Perhaps unsurprisingly, our anti-CpCops-1 monoclonal antibody (9E1) seems to be a nonblocking and nonneutralizing antibody, and this may simply imply that Tyle-2 epitope is not located in a region interacting with the intestinal cell receptors. When used for immuno-localization studies in faecal samples, the high background staining and relatively low intensity of the C. parvum-specific staining with 9E1 also meant that the antibody was unlikely to serve routinely as a useful diagnostic test to discriminate C. parvum from C. hominis. On purified C. parvum oocysts and sporozoites, though, the monoclonal antibody clearly recognized the contents of the oocyst when permeabilized and was able to stain free sporozoites without permeablization, demonstrating the association of CpCops-1 with the sporozoite surface. Conversely, on C. hominis oocysts and sporozoites, 9E1 showed little or no staining.

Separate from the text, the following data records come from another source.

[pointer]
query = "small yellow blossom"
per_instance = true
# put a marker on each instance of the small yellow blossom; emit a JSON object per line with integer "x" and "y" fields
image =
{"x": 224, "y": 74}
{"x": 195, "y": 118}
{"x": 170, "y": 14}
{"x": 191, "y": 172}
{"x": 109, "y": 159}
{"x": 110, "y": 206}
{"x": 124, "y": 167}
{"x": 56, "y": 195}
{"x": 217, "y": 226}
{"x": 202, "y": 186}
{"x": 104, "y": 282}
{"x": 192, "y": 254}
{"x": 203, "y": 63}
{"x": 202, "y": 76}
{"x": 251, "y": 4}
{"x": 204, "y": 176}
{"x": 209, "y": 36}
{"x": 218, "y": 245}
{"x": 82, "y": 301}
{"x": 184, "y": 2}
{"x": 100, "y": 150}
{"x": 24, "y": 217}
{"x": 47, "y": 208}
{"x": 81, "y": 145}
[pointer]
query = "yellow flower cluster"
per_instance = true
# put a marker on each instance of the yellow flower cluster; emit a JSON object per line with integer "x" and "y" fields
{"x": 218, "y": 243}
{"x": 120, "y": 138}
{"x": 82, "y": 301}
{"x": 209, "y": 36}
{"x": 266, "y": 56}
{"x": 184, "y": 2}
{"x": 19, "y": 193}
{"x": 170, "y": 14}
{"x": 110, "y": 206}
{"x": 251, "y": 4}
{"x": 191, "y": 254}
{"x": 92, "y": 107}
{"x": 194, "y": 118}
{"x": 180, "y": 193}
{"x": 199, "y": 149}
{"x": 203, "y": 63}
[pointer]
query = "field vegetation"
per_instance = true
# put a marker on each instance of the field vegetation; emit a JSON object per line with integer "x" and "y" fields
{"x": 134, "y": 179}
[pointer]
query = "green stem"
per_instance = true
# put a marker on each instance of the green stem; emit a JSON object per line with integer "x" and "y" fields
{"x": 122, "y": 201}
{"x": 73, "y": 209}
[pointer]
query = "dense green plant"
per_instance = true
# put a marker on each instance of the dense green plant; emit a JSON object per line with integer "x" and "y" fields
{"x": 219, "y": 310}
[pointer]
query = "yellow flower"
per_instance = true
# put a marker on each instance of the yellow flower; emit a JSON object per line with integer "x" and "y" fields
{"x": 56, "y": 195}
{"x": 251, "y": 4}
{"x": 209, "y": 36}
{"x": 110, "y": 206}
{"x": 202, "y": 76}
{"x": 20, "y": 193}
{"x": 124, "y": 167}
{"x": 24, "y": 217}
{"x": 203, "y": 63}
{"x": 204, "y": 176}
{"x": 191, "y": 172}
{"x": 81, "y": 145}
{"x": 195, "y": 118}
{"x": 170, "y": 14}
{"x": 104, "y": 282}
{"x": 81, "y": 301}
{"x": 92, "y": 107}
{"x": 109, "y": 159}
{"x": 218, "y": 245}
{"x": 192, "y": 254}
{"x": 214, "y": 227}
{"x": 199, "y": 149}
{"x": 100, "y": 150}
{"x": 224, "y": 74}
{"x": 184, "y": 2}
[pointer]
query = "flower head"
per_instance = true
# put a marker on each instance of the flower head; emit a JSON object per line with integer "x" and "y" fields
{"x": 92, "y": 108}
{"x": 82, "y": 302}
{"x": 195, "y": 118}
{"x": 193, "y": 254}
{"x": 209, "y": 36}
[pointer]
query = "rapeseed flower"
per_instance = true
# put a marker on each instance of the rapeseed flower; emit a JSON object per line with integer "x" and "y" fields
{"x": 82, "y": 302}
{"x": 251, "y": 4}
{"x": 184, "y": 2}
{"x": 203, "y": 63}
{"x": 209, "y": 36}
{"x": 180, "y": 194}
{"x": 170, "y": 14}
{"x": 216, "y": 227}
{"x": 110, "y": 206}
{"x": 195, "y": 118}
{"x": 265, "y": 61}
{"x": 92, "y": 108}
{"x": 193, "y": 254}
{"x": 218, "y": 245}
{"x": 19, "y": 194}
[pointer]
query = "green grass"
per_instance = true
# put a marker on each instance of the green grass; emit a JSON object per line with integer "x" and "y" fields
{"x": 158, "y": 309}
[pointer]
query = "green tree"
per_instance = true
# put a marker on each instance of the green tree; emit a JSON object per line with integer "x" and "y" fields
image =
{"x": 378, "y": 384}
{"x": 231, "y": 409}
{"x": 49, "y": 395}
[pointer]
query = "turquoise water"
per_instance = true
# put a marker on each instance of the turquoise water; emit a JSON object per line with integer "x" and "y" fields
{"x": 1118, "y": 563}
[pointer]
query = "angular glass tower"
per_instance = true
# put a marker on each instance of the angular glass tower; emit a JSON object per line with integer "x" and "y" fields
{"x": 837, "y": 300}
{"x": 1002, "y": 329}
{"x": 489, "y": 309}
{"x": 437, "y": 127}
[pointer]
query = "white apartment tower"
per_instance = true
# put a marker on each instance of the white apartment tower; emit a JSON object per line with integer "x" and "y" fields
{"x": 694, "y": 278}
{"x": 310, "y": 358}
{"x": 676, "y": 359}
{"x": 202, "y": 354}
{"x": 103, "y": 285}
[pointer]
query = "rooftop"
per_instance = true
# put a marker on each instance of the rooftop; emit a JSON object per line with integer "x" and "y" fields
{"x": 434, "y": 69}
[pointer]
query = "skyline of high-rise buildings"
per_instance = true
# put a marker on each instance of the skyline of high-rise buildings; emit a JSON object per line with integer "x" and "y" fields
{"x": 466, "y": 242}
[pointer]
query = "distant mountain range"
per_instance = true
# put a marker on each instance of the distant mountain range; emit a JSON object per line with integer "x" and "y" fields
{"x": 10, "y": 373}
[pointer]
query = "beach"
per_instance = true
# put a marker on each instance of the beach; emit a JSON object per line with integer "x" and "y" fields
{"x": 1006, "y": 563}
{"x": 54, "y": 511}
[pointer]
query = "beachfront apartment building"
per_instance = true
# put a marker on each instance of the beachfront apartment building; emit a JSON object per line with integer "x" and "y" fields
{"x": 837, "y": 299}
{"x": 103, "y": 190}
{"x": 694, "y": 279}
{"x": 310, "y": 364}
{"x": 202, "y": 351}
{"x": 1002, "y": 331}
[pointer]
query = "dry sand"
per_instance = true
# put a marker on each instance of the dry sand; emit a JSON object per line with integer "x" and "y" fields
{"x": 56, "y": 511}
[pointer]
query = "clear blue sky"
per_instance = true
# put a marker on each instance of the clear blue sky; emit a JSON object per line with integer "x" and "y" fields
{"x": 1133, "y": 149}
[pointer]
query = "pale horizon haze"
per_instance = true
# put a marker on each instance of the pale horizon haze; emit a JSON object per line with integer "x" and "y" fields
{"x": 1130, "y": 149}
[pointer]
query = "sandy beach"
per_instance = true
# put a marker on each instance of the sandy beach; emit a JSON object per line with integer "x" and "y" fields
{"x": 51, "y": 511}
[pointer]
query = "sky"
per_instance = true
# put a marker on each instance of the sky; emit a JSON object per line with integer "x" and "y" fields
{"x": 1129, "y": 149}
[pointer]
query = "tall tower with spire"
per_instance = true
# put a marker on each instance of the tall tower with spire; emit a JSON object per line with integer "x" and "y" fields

We have been unable to find evidence for expression of ChCops-1 by C. hominis either experimentally or in published databases. At point of publication it has not been reported in any of the several transcriptomic and proteomic data sets available for C. hominis. The inability of our antibody to detect the protein in C. hominis may reflect lack of expression but could also be due to differences in antigenicity between the orthologs. Our immunoblot of native C. parvum and C. hominis antigenic preparations probed with C. parvum-specific patient sera revealed an apparently C. parvum-specific antigen of the expected size for cpCops-1 but not for ChCops-1. If this antigen-specific band does accord with CpCops-1, it suggests that the C. hominis ortholog is either sufficiently dissimilar antigenically likewise not to be recognized by the patient sera or alternatively simply not expressed. Irrespective of the relative expression of these family members, the novel characteristics, localization and structural characteristics of this Cryptosporidium-specific family of proteins make Cops-1 and Chos-1 not only diagnostically and taxonomically useful, but plausible candidates as mediators of host specificity and virulence.